For most, carb cravings grow stronger as the day goes on. This could be for a variety of reasons- we’re less busy so have fewer distractions, our resources are drained, we are just more tired. Imagine your day like video game lives. You start the day (beginning of game) with all your lives in tact. Your well-meaning kids don’t like what you made for breakfast and you have an early morning episode (there goes 1 life). You get in the car and realize your gas light is on and now you’ll be late (another life gone) and then you get to work and the meeting scheduled for noon just got moved to 10am and you have 5 minutes to prep (3rd life) and so on… it makes sense that we start the day feeling like we have all the resources in the world only to end the day feeling completely depleted. Even if we’re not talking about organically-driven food cravings, you can see how everything from frustration tolerance to impulsivity around food choice could be impacted.

So what can you do to stay consistent to your nutrition plan?

  1. It’s super important to plan your day to allow for more sweet and starchy carbs during the periods when your cravings are the highest. Studies show that approximately 30C (120 cal) has been associated with improved mood when ingested alone (without protein). Since most people do struggle later at night, making sure you are planning something that feels satisfying during those times is important.
  2. Be careful not to make high carb foods into high carb AND fat foods. 30g of cereal, pretzels, popcorn, etc may be effective. Don’t make this an excuse to eat all the Apple cider donuts!
  3. Think of foods/beverages that take a while to consume. Hot chocolate, for instance, can hit the spot and it’s really hard to guzzle it
  4. Plan for starchy carbs for dinner. Maybe add potatoes or rice to soups and stews. Again, it doesn’t have to be an enormous serving size!
  5. Limit temptation. Each time we open the pantry door, we’re basically testing our will power to the max. Especially if that’s where the crunchy, hyper-palatable snacks reside. If you can’t totally avoid having those foods in your house (hello, living with other people), then control how many times you actually confront the temptation. This can be done 2 ways: First, plan what snacks you are going to have. Have it in a serving size container, if possible; and second, put those highly tempting snacks out of view. Maybe it means putting them in a different shelf or a different container but create a small roadblock that makes an impulsive reach in almost impossible.

Other methods of Improving Serotonin Levels

While there may be an organic root for why you are feeling these cravings, it also doesn’t mean you HAVE to give in.
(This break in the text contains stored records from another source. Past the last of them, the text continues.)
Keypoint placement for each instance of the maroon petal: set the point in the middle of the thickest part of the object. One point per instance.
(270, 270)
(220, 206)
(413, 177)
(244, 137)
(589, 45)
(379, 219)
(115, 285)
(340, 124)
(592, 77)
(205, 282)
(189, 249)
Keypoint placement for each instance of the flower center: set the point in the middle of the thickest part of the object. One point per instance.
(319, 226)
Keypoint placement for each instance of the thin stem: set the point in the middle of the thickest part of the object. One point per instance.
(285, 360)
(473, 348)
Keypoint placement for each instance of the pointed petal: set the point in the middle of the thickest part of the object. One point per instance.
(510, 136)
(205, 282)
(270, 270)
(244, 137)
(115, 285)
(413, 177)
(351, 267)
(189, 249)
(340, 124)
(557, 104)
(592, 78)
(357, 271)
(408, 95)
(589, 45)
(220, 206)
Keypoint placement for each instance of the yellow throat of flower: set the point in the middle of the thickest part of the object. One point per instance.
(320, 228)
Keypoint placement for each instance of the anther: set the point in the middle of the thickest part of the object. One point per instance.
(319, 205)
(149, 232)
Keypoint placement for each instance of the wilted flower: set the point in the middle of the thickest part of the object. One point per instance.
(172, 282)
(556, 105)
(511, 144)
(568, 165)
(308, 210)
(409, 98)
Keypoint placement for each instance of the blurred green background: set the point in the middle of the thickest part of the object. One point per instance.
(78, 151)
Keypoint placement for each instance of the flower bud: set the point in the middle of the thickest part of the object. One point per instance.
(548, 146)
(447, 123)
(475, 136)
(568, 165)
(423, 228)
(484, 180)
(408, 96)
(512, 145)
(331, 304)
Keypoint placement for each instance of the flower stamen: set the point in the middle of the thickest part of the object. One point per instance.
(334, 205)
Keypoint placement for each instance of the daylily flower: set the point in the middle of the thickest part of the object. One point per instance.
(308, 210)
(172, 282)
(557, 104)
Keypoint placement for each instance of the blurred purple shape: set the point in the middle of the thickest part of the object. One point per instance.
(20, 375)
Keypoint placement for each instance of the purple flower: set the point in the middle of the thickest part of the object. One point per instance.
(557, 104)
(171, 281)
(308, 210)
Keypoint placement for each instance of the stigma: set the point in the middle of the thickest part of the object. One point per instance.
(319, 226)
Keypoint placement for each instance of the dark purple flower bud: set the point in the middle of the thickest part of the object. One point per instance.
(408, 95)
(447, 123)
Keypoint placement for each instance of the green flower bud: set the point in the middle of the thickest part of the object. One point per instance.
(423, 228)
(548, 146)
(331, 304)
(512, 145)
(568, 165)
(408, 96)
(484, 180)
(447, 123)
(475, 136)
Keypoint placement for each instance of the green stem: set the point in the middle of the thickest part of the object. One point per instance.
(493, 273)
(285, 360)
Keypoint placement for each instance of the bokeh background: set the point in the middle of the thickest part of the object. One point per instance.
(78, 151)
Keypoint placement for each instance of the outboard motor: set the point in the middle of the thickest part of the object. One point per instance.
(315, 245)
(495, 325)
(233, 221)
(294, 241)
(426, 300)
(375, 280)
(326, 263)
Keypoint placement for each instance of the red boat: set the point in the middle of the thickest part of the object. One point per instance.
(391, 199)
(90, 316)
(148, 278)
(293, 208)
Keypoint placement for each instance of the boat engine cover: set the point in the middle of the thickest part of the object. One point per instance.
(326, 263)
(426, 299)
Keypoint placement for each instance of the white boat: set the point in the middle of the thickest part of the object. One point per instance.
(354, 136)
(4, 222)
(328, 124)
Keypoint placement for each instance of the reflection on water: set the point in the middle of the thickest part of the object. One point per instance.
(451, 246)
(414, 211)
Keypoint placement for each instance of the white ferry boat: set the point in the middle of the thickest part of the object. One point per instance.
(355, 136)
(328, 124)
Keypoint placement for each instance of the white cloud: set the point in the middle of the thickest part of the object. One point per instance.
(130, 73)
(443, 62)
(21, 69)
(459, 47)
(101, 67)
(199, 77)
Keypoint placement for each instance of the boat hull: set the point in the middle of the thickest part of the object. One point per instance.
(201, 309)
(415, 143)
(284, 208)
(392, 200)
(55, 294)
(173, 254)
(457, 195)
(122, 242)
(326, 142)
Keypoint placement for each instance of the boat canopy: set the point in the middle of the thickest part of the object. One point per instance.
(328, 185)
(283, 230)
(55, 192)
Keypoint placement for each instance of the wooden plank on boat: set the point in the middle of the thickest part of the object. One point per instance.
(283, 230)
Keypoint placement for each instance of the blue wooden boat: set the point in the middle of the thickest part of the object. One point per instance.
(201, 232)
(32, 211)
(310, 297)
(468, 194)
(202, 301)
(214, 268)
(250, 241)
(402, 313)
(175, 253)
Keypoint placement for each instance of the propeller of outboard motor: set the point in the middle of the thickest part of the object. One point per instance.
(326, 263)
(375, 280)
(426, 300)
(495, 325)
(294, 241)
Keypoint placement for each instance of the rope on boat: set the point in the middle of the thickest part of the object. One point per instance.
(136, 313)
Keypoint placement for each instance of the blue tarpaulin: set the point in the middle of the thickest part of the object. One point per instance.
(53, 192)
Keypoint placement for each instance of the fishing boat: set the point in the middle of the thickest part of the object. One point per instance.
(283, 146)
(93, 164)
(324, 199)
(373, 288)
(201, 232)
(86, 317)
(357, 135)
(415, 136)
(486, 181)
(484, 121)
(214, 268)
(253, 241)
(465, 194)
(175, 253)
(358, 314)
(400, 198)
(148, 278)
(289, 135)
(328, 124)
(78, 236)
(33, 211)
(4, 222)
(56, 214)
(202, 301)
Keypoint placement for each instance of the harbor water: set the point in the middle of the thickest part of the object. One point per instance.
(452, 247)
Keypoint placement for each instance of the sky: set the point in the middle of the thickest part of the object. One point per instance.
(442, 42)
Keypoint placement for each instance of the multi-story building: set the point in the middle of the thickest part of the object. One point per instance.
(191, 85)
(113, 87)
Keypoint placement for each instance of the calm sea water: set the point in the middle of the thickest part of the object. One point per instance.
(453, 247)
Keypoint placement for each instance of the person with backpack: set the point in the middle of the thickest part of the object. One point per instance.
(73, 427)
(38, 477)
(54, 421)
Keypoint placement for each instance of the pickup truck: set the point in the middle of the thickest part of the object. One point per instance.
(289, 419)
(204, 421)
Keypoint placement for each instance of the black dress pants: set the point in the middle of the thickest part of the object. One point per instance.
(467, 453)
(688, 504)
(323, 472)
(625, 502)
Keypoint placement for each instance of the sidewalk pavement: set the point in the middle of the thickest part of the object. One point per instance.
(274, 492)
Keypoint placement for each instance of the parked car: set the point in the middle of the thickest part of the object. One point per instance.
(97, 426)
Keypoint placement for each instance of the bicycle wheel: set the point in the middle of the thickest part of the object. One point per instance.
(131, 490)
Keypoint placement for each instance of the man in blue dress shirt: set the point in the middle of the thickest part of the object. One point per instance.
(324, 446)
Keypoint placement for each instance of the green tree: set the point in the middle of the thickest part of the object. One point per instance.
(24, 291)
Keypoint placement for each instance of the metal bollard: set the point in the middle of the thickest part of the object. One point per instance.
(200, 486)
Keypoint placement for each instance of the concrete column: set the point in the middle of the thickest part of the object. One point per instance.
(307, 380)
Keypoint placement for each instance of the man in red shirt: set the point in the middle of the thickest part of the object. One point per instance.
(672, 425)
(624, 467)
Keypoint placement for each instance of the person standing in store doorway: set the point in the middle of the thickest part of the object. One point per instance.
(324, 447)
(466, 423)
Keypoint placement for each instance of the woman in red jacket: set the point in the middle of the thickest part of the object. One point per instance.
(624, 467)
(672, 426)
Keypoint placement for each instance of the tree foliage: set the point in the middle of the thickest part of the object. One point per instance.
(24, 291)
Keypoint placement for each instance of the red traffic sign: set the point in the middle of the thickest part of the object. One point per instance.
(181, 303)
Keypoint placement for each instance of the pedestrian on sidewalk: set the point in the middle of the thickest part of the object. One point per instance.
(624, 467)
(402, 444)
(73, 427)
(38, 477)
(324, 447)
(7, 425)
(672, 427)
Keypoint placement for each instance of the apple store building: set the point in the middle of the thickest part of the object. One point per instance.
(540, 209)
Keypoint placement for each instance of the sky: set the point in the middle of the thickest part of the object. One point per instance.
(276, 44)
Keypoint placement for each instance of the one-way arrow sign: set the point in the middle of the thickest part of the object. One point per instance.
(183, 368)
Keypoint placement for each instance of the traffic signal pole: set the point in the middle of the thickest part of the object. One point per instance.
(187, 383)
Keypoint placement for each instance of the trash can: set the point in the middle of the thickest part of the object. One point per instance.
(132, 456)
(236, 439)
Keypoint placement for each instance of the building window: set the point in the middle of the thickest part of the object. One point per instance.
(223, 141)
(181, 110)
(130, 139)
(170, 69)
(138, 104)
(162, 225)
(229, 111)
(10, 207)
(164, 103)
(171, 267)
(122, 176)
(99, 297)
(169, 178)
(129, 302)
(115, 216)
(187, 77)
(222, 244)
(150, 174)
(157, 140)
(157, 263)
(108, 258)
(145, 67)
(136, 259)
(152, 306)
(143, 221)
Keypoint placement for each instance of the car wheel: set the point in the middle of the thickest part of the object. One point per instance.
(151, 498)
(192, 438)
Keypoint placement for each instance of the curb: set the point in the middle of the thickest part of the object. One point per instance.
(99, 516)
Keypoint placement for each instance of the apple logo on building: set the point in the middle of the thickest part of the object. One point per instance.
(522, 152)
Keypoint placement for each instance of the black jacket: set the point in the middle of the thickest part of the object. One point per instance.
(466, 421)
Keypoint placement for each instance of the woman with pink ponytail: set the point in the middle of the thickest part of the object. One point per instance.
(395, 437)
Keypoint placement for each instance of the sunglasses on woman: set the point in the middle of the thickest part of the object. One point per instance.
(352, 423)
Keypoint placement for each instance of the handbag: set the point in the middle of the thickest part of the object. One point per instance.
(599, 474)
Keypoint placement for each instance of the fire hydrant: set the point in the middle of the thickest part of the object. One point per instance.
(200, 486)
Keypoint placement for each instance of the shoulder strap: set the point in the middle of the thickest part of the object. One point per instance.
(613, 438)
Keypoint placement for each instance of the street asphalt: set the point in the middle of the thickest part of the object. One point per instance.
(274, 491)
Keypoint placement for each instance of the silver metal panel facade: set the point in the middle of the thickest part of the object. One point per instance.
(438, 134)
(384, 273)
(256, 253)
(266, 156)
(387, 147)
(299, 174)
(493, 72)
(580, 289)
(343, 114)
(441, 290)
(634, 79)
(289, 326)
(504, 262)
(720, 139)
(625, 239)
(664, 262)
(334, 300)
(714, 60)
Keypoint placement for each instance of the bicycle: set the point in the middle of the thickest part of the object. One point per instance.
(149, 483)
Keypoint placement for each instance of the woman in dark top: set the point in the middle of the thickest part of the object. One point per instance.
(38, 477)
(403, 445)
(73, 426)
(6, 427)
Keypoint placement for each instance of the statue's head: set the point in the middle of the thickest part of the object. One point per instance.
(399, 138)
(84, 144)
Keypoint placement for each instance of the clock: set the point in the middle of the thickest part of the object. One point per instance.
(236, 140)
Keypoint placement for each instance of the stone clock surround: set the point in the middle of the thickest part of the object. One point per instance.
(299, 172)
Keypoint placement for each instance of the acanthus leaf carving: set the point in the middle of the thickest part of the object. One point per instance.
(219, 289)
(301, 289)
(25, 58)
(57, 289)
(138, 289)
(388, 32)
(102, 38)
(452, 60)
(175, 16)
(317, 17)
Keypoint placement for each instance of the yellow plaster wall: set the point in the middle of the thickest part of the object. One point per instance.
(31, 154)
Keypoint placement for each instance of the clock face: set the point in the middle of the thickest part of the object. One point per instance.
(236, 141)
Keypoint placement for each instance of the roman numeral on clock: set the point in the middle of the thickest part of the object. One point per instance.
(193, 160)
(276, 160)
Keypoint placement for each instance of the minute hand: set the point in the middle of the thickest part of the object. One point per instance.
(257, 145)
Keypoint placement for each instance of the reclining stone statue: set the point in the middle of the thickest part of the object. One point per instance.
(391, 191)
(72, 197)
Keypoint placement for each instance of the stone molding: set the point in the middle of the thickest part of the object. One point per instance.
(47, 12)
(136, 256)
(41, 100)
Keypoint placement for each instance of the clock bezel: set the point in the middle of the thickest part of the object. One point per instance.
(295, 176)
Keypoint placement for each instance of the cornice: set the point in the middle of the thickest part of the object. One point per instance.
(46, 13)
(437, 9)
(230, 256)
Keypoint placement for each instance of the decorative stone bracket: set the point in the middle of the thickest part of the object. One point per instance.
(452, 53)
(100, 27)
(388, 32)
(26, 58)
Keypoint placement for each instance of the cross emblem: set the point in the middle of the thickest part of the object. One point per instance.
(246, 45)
There are other ways to improve Serotonin production that aren’t food related at all. Here are a few:

  1. Mood induction:  The amazing thing is just thinking about things you are grateful for, happy for, people you love etc. improves Serotonin levels.
  2. Exercise: Getting your heart rate up, at any level, is associated with improved mood and increased Serotonin.
  3. Light exposure: Try to get outside for 10-15 minutes each day while the sun is out.
  4. Massage therapy: Massages can boost both Serotonin and Dopamine levels. PS- it doesn’t have to be a professional massage!

Why is this important?

Serotonin is a critical neurotransmitter that effects everything from sleep to bowel movements to mood. While there are pharmacological methods of treating symptoms, not all cases of SAD require that level of intervention. It is also important to our well-being that we feel we have some control over how we feel! 

References

Young SN. How to increase serotonin in the human brain without drugs. J Psychiatry Neurosci. 2007;32(6):394–399. [PMC free article] [PubMed] [Google Scholar]

Wurtman, RJ, Wurtman, JJ. Brain serotonin, carbohydrate-craving, obesity and depression. Obesity Research 1995; Nov (3):477S-480S.